2. Have set processes in place for different work activities
Having set processes in place is a great way to standardize work and keep things in order. If everyone on the team knows what process to follow for specific areas of work, it makes things more efficient and easier to organize.
For example, let’s say your marketing team is working on a content plan. To save time and make the process easier to manage, you might create a template for documentation and content planning as a guide for all team members. That way, no matter who’s doing the work, the marketing team will have a set process to follow.
As a result, team members can follow suit with the same process in the future, saving time and improving efficiency. What’s more, a time tracking app can help you to measure the exact amount of time that was spent and saved.
If you find that specific tasks or positions need quite a bit of training, it may make sense to build an online course for internal use.
4. Identify the best methods of communication
Communication is one of the most important elements of successfully running a remote-first business.
Why is that?
Because without the right communication tools in place, tasks might get overlooked, duplicated, or, at worst, forgotten completely. As you can imagine, this means productivity can take a hit.
This process is known as the silo effect, which happens when teams don’t have an effective method of communication.
You’ve likely experienced the silo effect at one time or another. If you’ve ever been on the phone with customer support, they transferred you to another department, and you were forced to provide the same information to the second rep, you’ve been subject to communication siloing.
When it comes to remote-first working, effective communication is vital to ensure productivity remains unscathed and teams can work efficiently. With the right methods of communication in place, you can remove those silos to the benefit of all.
For communication in the workplace to be efficient, you need to identify the right communication tools for your business. Whether that’s an email client, an instant messaging platform like Slack, or opting to have all communication take place in a project management tool, you need to find what works best for your business.
Ultimately, the platforms you choose need to be suited to your needs as a business. We always advise erring on the side of over-communication to keep those silos at bay.
5. Utilize digital marketing and find the right marketing team
Without an online presence, your business might struggle to get off the ground and reach new customers. That’s why digital marketing needs to be on your radar.

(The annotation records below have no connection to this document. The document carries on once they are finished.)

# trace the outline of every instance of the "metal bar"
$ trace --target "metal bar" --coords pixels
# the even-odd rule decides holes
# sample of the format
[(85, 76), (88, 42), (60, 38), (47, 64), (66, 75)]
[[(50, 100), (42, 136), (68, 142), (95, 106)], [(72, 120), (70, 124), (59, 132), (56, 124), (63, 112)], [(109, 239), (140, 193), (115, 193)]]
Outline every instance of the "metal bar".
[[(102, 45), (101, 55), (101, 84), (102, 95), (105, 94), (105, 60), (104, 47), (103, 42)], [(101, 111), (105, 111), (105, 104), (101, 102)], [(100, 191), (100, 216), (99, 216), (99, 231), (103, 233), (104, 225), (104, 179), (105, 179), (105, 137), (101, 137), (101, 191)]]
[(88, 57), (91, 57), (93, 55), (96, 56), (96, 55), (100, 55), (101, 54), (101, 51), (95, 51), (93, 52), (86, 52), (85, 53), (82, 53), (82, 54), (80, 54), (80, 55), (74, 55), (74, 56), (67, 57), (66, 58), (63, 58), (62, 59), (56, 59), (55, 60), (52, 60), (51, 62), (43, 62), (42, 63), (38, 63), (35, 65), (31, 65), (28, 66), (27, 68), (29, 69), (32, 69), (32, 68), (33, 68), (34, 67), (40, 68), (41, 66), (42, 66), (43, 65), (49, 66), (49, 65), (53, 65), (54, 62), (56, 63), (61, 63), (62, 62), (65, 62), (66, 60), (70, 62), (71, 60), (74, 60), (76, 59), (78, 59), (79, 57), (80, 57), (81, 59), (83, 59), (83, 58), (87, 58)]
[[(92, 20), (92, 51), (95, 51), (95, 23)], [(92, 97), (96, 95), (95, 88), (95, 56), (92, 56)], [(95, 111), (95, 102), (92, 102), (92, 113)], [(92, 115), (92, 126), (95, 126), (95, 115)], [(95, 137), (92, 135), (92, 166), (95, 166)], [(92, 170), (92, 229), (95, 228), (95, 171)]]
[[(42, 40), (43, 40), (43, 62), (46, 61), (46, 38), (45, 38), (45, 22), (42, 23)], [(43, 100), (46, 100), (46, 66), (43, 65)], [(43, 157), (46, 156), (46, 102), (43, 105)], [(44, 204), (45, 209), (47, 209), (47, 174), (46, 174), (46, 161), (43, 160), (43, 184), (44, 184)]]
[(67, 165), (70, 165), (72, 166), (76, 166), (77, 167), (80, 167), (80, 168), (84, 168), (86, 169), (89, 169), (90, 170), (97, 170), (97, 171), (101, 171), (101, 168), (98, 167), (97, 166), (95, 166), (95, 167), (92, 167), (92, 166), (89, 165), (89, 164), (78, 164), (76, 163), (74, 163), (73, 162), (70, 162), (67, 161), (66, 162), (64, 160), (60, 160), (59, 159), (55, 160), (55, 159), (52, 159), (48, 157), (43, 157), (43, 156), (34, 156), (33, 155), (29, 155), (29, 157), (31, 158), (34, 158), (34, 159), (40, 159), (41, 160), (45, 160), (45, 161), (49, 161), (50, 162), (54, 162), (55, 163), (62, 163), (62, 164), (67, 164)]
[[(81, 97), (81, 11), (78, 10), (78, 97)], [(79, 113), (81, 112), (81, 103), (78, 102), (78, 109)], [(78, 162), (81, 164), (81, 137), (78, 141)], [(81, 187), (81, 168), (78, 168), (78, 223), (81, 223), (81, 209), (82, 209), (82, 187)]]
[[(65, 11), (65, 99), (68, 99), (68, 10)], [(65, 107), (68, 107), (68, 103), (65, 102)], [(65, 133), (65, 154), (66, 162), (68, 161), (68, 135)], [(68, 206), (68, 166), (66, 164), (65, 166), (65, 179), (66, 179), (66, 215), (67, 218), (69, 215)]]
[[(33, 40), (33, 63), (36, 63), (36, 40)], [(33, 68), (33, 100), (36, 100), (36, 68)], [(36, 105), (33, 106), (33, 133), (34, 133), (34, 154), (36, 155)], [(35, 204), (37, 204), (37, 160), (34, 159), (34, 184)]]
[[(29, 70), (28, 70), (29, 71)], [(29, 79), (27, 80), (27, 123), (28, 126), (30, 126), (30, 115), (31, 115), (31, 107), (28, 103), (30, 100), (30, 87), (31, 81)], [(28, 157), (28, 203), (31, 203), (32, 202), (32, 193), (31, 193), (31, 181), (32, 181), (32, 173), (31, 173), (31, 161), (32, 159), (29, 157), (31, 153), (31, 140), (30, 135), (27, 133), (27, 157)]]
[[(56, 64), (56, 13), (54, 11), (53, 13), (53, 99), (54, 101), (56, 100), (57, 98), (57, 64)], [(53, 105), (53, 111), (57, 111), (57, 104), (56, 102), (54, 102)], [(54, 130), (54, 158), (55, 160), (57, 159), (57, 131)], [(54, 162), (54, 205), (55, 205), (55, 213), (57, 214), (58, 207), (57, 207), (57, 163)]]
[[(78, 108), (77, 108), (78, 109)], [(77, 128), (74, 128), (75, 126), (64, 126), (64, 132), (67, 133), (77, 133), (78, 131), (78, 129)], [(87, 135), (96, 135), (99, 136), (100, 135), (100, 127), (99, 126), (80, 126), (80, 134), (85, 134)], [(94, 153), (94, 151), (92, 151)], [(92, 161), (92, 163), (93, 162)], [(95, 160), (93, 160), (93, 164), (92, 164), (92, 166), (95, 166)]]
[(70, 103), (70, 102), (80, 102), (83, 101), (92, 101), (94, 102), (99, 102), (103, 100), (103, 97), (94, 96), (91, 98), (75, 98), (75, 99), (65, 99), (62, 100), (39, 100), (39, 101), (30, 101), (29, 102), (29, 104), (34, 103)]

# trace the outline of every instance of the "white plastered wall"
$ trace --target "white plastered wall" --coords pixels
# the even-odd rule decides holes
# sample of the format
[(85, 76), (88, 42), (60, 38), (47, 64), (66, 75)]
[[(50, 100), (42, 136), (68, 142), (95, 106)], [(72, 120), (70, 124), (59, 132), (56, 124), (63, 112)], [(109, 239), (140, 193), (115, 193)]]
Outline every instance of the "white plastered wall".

Whether that’s utilizing social media to promote your business, or using content marketing to provide the strongest link-building results, you need to spend some time reviewing which practices will be a benefit.
For instance, if you’re starting a cold outreach campaign to promote your product or services, it’s crucial to find the right prospects e.g. decision makers in outreached companies. Be sure to validate email addresses and other information to avoid deliverability issues, high bounce rates and lower conversions.
Make sure you spend some time evaluating how you can use digital marketing to raise awareness and engage with potential customers. For example, doing omnichannel marketing to connect with customers on their preferred channels should be an excellent strategy to start with.
Fortunately, marketing teams are usually pretty well-suited to working remotely. Marketing team members are natural communicators who are used to working in the digital realm, so it’s not too difficult for them to work remotely and still communicate effectively.
But remember — working remotely isn’t for everyone.
Sure, a lot of people have been forced to work remotely because of the pandemic. But that doesn’t mean everyone wants to work from home. 47% of employees say that they only want to work from home up to two days a week, with some saying they’d rather not work from home at all.
So make sure everyone in your digital marketing team is comfortable working from home.